La reciente creación de la Comisión Presidencial para la Reforma Electoral ha suscitado serias preocupaciones en torno a la pluralidad y la expertise en el diseño de propuestas que puedan afectar el sistema electoral mexicano. Según el Laboratorio Electoral, la conformación de esta Comisión, que carece de voces diversas y de perfiles técnicos con la debida experiencia, podría deshacer años de avances y aprendizajes logrados en este ámbito.
Un análisis profundo revela que la falta de consenso y el respaldo de la sociedad civil son riesgos significativos que podrían menoscabar la legitimidad del proceso electoral. Esto es especialmente crítico de cara a las elecciones de 2030, consideradas las más complejas en la historia política del país, en las que se sumarán elecciones judiciales a los comicios tradicionales.
El movimiento para centralizar la reforma en el Poder Ejecutivo, sin una participación equilibrada de distintas fuerzas políticas, plantea serias dudas. De hecho, incluso los actos legales podrían ser cuestionados debido a sus motivaciones políticas inherentes, que parecen remitir a iniciativas del sexenio anterior. La ausencia de un debate plural en la arena legislativa podría resultar en un enfoque unilateral que no contempla la diversidad necesaria para alcanzar consensos constructivos.
El análisis también destaca que la justificación presentada para esta reforma no se fundamenta en la necesidad de corregir fallas sistémicas, sino en respaldar un proyecto político que parece obviar a la oposición y la disidencia. Tal postura genera un clima de desconfianza y, potencialmente, podría consolidar una estructura que carezca de reglas claras y equitativas.

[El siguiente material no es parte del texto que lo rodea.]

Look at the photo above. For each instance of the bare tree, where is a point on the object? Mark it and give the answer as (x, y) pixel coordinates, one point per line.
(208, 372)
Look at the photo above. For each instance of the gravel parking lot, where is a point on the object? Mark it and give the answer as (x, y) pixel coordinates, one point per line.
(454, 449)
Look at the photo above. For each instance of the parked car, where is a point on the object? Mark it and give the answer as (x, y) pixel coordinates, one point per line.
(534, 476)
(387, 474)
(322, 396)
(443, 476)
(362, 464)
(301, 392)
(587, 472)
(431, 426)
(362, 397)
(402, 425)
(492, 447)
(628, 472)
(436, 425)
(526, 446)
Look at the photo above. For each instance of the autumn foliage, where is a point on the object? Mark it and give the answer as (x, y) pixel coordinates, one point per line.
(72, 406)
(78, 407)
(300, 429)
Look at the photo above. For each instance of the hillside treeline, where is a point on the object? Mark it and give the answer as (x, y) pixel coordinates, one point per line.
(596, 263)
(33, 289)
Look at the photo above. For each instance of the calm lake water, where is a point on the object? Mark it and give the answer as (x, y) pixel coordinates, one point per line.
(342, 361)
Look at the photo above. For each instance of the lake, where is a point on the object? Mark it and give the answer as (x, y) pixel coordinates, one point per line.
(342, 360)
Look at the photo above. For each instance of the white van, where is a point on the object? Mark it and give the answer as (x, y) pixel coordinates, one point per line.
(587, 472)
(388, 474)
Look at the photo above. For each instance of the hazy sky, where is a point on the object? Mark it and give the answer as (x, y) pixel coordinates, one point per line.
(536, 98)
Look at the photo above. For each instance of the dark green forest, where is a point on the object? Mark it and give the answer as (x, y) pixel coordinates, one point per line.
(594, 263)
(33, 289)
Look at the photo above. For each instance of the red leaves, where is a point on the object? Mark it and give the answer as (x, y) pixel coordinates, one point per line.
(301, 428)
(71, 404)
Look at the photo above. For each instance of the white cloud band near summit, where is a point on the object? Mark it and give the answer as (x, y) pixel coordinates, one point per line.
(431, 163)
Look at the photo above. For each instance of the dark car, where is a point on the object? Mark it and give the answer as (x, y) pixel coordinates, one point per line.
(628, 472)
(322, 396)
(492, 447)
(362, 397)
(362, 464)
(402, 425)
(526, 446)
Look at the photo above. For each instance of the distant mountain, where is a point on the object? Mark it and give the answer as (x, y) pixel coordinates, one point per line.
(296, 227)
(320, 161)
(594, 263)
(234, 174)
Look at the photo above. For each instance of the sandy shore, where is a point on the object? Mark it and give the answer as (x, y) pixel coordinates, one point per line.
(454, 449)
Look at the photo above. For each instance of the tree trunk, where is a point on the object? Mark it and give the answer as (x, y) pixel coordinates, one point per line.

Uno de los errores más destacados es la composición de la Comisión, predominantemente ligada al Poder Ejecutivo y con escasa experiencia en materia electoral. Este escenario podría llevar a una simulación de apertura que, en esencia, mantendría el control sobre la agenda y el debate público en manos del gobierno.
El panorama, según el Laboratorio Electoral, no augura un avance democrático significativo. Las preocupaciones sobre la reforma se asemejan a las críticas dirigidas hacia la reciente reforma judicial, que estuvo marcada por la premura y errores técnicos que comprometieron la integridad del proceso.
La redacción del decreto actual parece ignorar la necesidad de establecer reglas que sean claras, equitativas y técnicamente sólidas. Esto deja entrever un riesgo serio de que el proyecto se convierta en una acción unilateral, excluyendo a la sociedad civil y a las fuerzas políticas en el esfuerzo de crear un diálogo que brinde estabilidad, certeza y legitimidad al sistema electoral.
Con esta controversia en el horizonte, la necesidad de un debate amplio y plural se vuelve más relevante que nunca, garantizando que el futuro del sistema electoral no solo se fundamente en decisiones unilaterales, sino que refleje el deseo y las expectativas de toda la ciudadanía.